Headline

Presiden Prabowo resmikan 80.000 Koperasi Merah Putih di seluruh Indonesia.

Fokus

Terdapat sejumlah faktor sosiologis yang mendasari aksi tawur.  

Audit Kerugian Negara Jadi Kendala Penahanan RJ Lino

Tri Subarkah
26/3/2021 18:16
Audit Kerugian Negara Jadi Kendala Penahanan RJ Lino
Manrtan Direktur Utama Pelindo I RJ Lino(Antara/Hafidz Mubarak A)

WAKIL Ketua Komisi Pemberantasan Korupsi (KPK) Alexander Marwata menjelaskan lambatnya penahanan yang dilakukan terhadap mantan Direktur Utama PT Pelabuhan Indonesia (Pelindo) II, Richard Joost Lino. Padahal, lembaga antirasuah itu telah menersangkakan RJ Lino sejak Desember 2015.

Menurut Alex, kendala penyidikan kasus dugaan korupsi pengadaan tiga unit Quay Container Crane (QCC) pada 2010 itu disebabkan karena Badan Pemeriksa Keuangan (BPK) meminta dokumen pembanding. Ini diperlukan BPK untuk menghitung kerugian keuangan negara.

"Itu sudah kami upayakan baik melalui Kedutaan Tiongkok, jadi kita waktu itu ada inspektorat dari Tiongkok ke KPK," ujar Alex di Gedung KPK, Jakarta, Jumat (26/3).

Hal itu, lanjut Alex, diperlukan karena pihaknya membutuhkan harga asli QCC yang dijual oleh Wuxi HuaDong Heavy Machinery (HDHM) ke Pelindo II. Bahkan, Alex menyebut pada 2018, Laode Muhammad Syarif dan Agus Rahardjo yang saat itu menjabat komisioner KPK bertolak langsung ke Tiongkok.

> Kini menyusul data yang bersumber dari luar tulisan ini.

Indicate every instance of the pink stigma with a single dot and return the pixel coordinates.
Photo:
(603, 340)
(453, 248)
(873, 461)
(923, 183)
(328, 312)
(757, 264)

"Dan dijanjikan bisa bertemu Menteri atau Jaksa Agung, tapi pada saat terakhir ketika mau bertemu, dibatalkan," ungkapnya.

Baca juga : KPK Tahan Eks Dirut Pelindo II RJ Lino

Diakui Alex, KPK sulit mendapatkan harga atau setidaknya harga pembanding QCC. Sementara BPK membutuhkan dokumen tersebut dalam perhitungan kerugian keuangan negara. 

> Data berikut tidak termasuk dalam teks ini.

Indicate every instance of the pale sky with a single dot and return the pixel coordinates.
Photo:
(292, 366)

Kendati demikian, KPK tetap mendorong BPK untuk melakukan penghitungan kerugian negara. Hasilnya, BPK hanya mampu menemukan kerugian berdasarkan dokumen pemeliharaan QCC. Sementara pembelian tiga unit QCC itu sendiri tidak bisa dilakukan.

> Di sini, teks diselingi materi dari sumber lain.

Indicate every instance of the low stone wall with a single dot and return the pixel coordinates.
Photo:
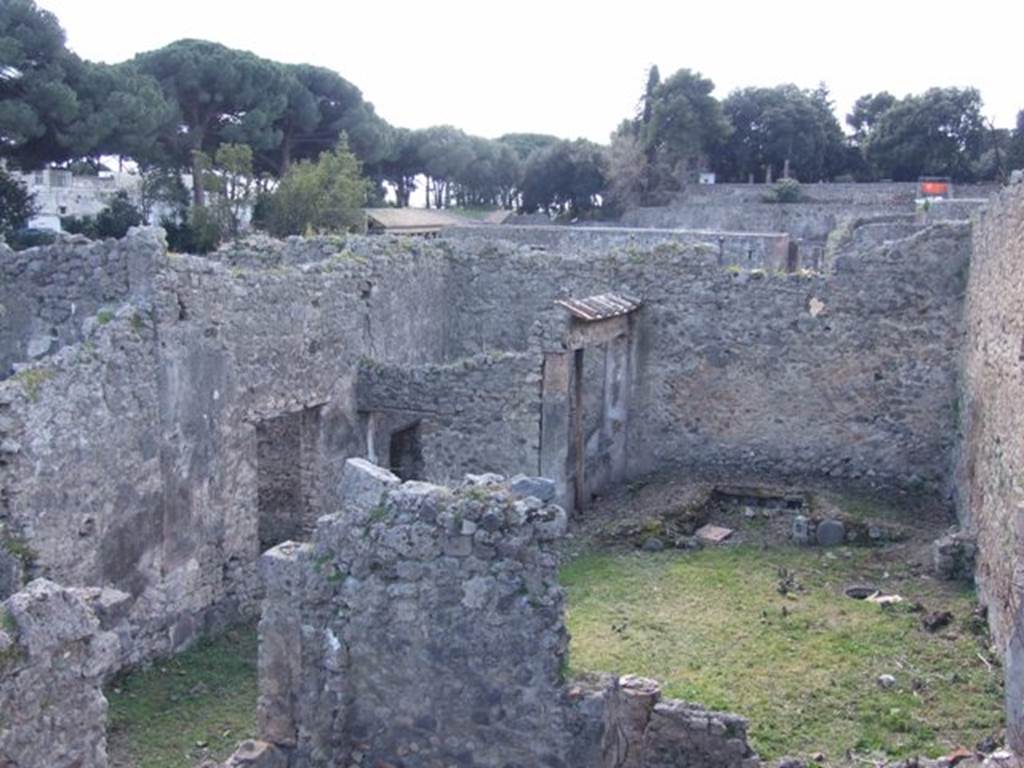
(425, 627)
(53, 656)
(810, 222)
(47, 293)
(744, 248)
(991, 449)
(839, 193)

Untuk mengakalinya, KPK menggandeng ahli dari Institut Teknologi Bandung (ITB) untuk menghitung harga produksi QCC tersebut. Alex menyebut ini adalah metode untuk menghitung replacement cost.

"Kira-kira berapa biaya yang dikeluarkan kalau alat itu diproduksi sendiri. Kami menggunakan metode itu dengan meminta bantuan dari ahli ITB untuk merekonstruksi alat QCC itu seandainya dibuat, harga pokoknya berapa," papar Alex.

Perhitungan ahli ITB meyakinkan penyidik KPK ihwal perbandingan harga yang signifikan dari harga pembelian yang dilakukan Pelindo II ke HDHM. Dari hasil hitungan ahli ITB, Alex menyebut ditemukan selisih US$5 juta.

"Harga yang dibeli dari Pelindo ke HDHM sebesar US$15 juta, kontraknya segitu. Sementara ahli dari ITB, mungkin termasuk ongkos angkut ke sini secara total US$10 juta," tandas Alex. (OL-7)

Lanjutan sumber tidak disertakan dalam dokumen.